Britain’s Prime Minister Rishi Sunak and European Commission chief Ursula von der Leyen shake hands during a joint press conference following their meeting at the Fairmont Hotel in Windsor, west of London, on February 27 after securing discussing Brexit deal
The Commission’s move was triggered by rulings by the Polish Constitutional Tribunal from July and October 2021 that provisions of EU Treaties were incompatible with the Polish constitution, expressly challenging the primacy of EU law over national law.
‘The Constitutional Tribunal with these rulings breached the general principles of autonomy, primacy, effectiveness, uniform application of Union law and the binding effect of rulings of the Court of Justice of the EU,’ the Commission said.
‘The Commission’s objective is to ensure that the rights of Polish citizens are protected and that they can enjoy the benefits of the EU in the same way as all EU citizens.

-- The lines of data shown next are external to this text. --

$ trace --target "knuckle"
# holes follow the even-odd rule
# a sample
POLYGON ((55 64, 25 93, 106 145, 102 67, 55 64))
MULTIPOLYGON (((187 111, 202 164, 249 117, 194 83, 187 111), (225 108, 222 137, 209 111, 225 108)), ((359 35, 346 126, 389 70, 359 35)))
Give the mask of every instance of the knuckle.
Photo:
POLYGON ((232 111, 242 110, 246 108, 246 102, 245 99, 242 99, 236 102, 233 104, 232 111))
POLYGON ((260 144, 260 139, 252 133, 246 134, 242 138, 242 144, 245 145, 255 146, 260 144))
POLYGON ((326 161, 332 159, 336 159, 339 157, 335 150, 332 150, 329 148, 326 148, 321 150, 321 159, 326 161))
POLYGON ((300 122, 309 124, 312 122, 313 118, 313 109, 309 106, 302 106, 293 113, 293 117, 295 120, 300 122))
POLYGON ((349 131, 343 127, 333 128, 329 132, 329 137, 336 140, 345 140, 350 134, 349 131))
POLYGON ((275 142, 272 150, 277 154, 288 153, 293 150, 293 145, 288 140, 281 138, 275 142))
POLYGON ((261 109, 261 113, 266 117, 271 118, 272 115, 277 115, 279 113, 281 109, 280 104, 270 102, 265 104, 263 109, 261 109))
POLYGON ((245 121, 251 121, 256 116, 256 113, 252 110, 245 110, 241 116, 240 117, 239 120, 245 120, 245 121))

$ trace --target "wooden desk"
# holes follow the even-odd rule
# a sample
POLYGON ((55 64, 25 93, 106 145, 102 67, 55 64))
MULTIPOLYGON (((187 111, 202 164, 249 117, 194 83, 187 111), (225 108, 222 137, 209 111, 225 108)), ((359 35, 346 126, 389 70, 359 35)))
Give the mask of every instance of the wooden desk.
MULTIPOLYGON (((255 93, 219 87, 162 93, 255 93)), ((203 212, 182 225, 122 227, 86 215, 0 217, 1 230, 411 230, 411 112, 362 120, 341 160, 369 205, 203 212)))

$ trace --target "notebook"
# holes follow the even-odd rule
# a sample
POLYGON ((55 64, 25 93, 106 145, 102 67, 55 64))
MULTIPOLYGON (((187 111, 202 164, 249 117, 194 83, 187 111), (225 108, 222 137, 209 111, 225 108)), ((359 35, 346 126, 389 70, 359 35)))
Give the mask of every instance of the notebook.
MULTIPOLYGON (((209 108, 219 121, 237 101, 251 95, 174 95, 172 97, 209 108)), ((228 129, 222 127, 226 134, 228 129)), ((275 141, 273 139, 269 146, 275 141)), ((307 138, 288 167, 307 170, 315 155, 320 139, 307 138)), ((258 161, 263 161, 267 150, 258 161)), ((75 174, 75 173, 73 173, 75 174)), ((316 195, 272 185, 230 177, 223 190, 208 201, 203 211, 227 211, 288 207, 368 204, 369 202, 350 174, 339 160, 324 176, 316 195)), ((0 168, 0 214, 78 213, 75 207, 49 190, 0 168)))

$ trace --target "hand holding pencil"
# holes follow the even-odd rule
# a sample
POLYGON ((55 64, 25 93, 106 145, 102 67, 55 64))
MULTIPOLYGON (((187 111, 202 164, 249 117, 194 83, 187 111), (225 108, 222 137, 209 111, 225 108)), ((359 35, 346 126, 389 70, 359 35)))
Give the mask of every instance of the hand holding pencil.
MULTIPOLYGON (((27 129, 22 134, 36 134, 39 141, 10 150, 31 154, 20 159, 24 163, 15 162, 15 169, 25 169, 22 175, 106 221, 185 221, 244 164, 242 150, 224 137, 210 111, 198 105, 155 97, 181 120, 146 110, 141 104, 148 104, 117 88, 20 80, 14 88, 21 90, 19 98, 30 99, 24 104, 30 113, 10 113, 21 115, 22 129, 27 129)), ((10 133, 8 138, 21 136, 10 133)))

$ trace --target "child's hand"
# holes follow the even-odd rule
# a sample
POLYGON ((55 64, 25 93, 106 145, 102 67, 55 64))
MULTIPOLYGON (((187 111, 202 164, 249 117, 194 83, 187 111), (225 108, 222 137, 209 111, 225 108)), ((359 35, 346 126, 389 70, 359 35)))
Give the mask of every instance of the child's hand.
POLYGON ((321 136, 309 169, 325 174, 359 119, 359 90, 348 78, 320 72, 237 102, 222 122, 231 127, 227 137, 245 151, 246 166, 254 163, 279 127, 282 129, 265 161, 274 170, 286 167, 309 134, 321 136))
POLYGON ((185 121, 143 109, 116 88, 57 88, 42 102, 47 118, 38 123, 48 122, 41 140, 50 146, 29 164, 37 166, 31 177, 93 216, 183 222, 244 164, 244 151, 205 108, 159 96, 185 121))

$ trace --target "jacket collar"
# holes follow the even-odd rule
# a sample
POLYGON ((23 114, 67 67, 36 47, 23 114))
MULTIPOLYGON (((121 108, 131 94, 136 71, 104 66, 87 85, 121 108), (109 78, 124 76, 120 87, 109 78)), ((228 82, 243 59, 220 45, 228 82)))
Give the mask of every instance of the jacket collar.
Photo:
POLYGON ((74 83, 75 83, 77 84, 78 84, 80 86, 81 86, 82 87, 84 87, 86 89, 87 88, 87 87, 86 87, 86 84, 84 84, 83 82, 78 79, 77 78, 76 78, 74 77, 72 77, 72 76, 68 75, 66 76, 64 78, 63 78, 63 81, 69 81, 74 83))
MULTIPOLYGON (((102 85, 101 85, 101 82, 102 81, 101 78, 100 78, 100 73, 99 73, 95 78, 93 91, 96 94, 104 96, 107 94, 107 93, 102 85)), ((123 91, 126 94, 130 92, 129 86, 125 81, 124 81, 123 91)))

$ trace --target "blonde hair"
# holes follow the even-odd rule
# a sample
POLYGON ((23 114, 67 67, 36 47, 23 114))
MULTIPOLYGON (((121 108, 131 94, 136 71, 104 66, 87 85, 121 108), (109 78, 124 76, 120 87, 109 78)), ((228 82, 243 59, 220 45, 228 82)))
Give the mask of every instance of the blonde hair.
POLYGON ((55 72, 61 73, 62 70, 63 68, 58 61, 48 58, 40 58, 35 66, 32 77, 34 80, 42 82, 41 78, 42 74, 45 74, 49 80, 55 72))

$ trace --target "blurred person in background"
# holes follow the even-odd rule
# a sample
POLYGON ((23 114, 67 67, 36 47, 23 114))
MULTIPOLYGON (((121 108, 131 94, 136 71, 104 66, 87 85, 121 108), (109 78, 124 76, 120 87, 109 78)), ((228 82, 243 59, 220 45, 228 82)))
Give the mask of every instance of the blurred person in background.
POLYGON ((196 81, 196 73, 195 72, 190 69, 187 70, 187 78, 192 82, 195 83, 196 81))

Primacy of EU law ensures equal application of EU law across the Union,’ the Commission said.
The EU executive arm, which is in charge of making sure all of the EU’s 27 countries apply the bloc’s laws and respect its treaties, also said the Polish tribunal’s rulings breached EU laws that guarantee the right to effective judicial protection by giving it an unduly restrictive interpretation.
‘Thereby it deprives individuals before Polish courts from the full guarantees set out in that provision,’ it said.
The Constitutional Tribunal is charged with checking if laws passed by parliament and signed by the president into law are compatible with the Polish constitution.
The Commission said that after changes made to the tribunal by the ruling nationalist and eurosceptic party PiS, it no longer met the requirements of an independent and impartial tribunal previously established by law.
‘This is due to the irregularities in the appointment procedures of three judges in December 2015 and in the selection of its President in December 2016,’ the Commission said.
The EU executive arm sent all its views on the tribunal to the Polish authorities last July, but Warsaw rejected the arguments in September.
‘This is why the Commission decided today to refer Poland to the Court of Justice of the European Union,’ the Commission said.
Hungary’s government has also been a frequent critic of the EU, which has held up billions in funding to Budapest over concerns that Prime Minister Victor Orbán has overseen widespread official corruption and violated the bloc’s rule-of-law standards.
Orbán has often referred to the EU as an ’empire’ that seeks to dominate Hungary, just as the Austrian Empire and Soviet Union had in the 19th and 20th centuries. He won his fourth-straight term in office in elections in 2022.
‘We will never allow the flag of freedom to be wrenched from the hands of the Hungarians,’ Orbán said Wednesday. ‘We will not allow it, and it will not succeed.’